Aerodynamic and aeroacoustic interactions in multirotor aircraft for urban air mobility

Abstract

The rapid growth of urbanization and increasing road traffic congestion are straining ground transportation infrastructure for both conventional and emergency purposes, driving the need for alternative mobility solutions. urban air mobility (UAM) offers a promising pathway by deploying electric vertical takeoff and landing (eVTOL) aircraft to enable efficient and flexible aerial transport in dense urban environments. However, the successful integration of UAM into city airspace faces critical technical challenges, both at the vehicle and operational levels. In particular, complex aerodynamic and aeroacoustic interactions between closely spaced propellers significantly influence vehicle performance, energy efficiency, and public acceptance. This work presents a review of experimental and computational studies on propeller–propeller and propeller–wing interactions, highlighting the state-of-the-art methodologies and their application to multirotor eVTOL designs.

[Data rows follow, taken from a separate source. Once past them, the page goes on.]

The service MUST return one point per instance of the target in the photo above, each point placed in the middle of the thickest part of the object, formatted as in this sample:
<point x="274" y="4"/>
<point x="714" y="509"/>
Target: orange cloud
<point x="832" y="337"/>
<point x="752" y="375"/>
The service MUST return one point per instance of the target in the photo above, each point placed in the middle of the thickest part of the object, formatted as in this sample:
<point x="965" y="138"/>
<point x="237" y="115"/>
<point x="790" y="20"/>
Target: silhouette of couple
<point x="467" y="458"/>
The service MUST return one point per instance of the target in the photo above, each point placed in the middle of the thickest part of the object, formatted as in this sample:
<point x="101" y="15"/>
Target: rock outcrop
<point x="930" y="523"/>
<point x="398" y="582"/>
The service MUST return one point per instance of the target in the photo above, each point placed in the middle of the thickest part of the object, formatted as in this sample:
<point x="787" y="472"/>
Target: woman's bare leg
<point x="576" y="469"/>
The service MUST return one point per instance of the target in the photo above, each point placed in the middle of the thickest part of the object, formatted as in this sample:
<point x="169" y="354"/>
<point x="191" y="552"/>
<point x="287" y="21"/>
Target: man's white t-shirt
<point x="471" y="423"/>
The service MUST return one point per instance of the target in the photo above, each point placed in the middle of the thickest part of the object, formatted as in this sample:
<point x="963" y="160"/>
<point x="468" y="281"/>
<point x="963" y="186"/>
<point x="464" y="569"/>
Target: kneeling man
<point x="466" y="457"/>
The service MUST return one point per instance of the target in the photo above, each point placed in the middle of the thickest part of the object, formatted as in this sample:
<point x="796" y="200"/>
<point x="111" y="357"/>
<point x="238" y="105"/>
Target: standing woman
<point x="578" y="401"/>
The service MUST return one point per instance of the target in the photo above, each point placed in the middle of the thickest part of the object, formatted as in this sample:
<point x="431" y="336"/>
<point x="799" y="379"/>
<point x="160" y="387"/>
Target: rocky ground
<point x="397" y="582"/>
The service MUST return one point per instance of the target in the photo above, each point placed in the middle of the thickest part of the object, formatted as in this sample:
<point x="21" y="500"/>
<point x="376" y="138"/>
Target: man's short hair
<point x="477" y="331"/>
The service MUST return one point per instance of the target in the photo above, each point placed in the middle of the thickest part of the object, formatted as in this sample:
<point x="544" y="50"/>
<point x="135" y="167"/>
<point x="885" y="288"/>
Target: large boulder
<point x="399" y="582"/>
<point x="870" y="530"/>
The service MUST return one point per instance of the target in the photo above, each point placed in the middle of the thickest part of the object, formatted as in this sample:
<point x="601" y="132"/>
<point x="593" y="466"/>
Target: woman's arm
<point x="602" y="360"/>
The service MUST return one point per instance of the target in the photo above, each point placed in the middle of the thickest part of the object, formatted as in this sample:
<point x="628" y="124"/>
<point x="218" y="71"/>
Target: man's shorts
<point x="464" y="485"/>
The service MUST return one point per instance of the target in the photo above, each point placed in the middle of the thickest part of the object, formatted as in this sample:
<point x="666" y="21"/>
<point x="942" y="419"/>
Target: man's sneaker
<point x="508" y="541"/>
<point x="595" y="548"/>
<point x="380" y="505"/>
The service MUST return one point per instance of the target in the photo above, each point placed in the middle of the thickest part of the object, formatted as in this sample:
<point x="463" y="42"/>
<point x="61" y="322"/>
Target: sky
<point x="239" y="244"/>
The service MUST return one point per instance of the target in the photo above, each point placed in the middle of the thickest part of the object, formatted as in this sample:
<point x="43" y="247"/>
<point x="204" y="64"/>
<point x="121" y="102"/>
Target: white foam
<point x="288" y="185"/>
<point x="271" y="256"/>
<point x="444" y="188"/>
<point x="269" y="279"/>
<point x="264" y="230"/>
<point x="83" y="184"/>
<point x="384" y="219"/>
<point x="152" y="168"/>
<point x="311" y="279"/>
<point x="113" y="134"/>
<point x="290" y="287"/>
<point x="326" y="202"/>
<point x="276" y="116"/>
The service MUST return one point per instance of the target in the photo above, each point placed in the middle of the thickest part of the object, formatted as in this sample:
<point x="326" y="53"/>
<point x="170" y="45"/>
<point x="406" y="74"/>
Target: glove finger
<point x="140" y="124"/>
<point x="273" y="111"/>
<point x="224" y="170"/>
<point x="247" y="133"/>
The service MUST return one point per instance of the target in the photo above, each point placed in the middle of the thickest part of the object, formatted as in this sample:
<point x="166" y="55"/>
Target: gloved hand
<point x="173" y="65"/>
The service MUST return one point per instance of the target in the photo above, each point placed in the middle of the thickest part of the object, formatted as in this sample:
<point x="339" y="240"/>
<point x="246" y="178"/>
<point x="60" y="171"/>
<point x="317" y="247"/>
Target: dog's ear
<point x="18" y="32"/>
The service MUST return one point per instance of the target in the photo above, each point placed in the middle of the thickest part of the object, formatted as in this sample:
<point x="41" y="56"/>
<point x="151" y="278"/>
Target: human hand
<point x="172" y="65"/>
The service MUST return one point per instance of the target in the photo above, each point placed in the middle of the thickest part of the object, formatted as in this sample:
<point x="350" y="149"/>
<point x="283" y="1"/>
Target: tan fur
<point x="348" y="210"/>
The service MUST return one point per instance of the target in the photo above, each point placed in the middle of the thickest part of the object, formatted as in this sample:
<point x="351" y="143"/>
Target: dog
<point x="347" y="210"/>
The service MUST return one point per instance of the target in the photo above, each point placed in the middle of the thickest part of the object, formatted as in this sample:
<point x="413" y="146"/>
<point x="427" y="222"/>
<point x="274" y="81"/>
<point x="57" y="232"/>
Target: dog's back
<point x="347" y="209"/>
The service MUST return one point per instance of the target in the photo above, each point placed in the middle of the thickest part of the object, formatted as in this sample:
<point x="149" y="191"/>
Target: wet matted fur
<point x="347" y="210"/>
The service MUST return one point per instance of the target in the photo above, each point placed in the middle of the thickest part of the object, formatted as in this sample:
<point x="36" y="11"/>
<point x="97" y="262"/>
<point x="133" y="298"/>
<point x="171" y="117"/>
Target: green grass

Results indicate that distributed electric propulsion systems arranged in side-by-side configurations exhibit minimal thrust degradation, typically less than 3% compared to an isolated propeller. However, reductions in propeller spacing can induce unsteady blade loading and increase tonal noise levels by up to 10 dB. In contrast, one-after-another configurations may suffer thrust losses of up to 80%, due to slipstream ingestion by the rear propeller, with a lateral separation of at least twice the propeller radius required to recover performance within 4% of the isolated case. The review also addresses propeller–wing interactions that modify local pressure distributions and spanwise lift, particularly in wing-mounted distributed propulsion configurations. The insights provided establish a foundation for developing efficient, low-noise multirotor architectures for future UAM integration.